B. Award shall mean the award of Deferred Shares made to Participant pursuant to the terms of the Agreement.
C. Award Date shall mean the date the Deferred Shares were awarded to Participant pursuant to the terms of the Agreement and shall be the date indicated in Paragraph 1 of the Agreement.
D. Board shall mean the Corporation’s Board of Directors.
E. Change in Control shall have the meaning assigned to such term in the Plan
F. Common Stock shall mean shares of the Corporation’s common stock.
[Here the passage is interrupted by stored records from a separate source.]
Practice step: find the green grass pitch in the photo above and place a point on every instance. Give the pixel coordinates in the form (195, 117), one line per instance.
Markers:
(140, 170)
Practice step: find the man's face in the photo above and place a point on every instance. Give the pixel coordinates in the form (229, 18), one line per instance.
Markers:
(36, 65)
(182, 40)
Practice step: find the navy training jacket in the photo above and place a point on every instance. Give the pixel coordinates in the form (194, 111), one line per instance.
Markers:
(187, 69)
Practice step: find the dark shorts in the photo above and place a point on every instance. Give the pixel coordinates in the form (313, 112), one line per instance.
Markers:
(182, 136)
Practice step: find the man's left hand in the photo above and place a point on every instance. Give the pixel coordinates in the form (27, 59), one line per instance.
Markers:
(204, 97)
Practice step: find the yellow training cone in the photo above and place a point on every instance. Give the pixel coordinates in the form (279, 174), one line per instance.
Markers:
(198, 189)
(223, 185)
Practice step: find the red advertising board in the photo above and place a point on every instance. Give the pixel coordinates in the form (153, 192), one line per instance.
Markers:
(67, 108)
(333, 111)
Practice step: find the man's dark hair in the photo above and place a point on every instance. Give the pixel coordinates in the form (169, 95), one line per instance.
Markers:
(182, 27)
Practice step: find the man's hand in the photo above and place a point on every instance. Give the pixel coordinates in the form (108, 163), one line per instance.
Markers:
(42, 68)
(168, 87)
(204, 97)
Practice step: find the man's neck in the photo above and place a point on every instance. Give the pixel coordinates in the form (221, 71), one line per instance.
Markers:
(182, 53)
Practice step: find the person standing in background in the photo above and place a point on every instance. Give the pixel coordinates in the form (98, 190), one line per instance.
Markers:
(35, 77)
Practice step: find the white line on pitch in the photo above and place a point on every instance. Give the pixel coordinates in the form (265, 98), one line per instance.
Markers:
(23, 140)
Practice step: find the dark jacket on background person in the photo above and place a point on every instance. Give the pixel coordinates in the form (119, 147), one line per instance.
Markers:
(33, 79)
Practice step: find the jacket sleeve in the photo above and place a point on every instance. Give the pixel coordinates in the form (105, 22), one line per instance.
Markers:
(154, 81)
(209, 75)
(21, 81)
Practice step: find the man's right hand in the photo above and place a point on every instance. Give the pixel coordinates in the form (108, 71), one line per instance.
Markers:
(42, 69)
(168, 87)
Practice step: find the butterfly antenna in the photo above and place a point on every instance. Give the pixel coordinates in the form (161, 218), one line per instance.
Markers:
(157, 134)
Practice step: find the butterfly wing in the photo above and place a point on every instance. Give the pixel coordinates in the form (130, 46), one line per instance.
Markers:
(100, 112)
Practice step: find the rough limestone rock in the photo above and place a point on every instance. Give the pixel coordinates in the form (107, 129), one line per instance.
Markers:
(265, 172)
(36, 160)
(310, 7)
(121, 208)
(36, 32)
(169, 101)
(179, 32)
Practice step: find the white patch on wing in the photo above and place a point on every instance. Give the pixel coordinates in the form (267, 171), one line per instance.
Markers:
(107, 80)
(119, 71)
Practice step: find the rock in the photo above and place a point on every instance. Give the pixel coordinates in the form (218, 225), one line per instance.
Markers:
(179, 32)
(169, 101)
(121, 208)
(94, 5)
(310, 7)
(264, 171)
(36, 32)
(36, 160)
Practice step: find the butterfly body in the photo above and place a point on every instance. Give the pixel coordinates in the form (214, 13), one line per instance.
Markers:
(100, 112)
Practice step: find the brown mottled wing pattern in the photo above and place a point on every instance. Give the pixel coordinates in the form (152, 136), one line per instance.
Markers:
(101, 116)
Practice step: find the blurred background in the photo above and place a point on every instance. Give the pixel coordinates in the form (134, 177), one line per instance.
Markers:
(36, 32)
G. Corporation shall mean SJW Corp., a California corporation, and any successor corporation to all or substantially all of the assets or voting stock of SJW Corp. which shall by appropriate action adopt the Plan.
H. Deferred Shares shall mean (i) the shares of Common Stock subject to the Award which are credited to the Deferred Stock Account as phantom shares of Common Stock and (ii) any additional phantom shares of Common Stock credited to such account as a result of the dividend equivalent rights provided under Paragraph 3 of the Agreement. The Deferred Shares shall be issued to the Participant as actual shares of Common Stock in accordance with the distribution provisions of Paragraph 6 of the Agreement.
I. Deferred Stock Account shall mean the account on the Corporation’s books to which the Deferred Shares, including the Deferred Shares resulting from the dividend equivalent rights provided under Paragraph 3 of the Agreement, are credited in accordance with Paragraphs 3 and 5 of the Agreement.
J. Fair Market Value shall mean the closing price of the Common Stock on the New York Stock Exchange on each relevant date under the Agreement.
K. Participant shall mean the person to whom the Award is granted pursuant to the terms of the Agreement.
L. Plan shall mean the Corporation’s Long Term Incentive Plan, as amended and restated from time to time.
M. Plan Administrator shall mean the Executive Compensation Committee of the Board.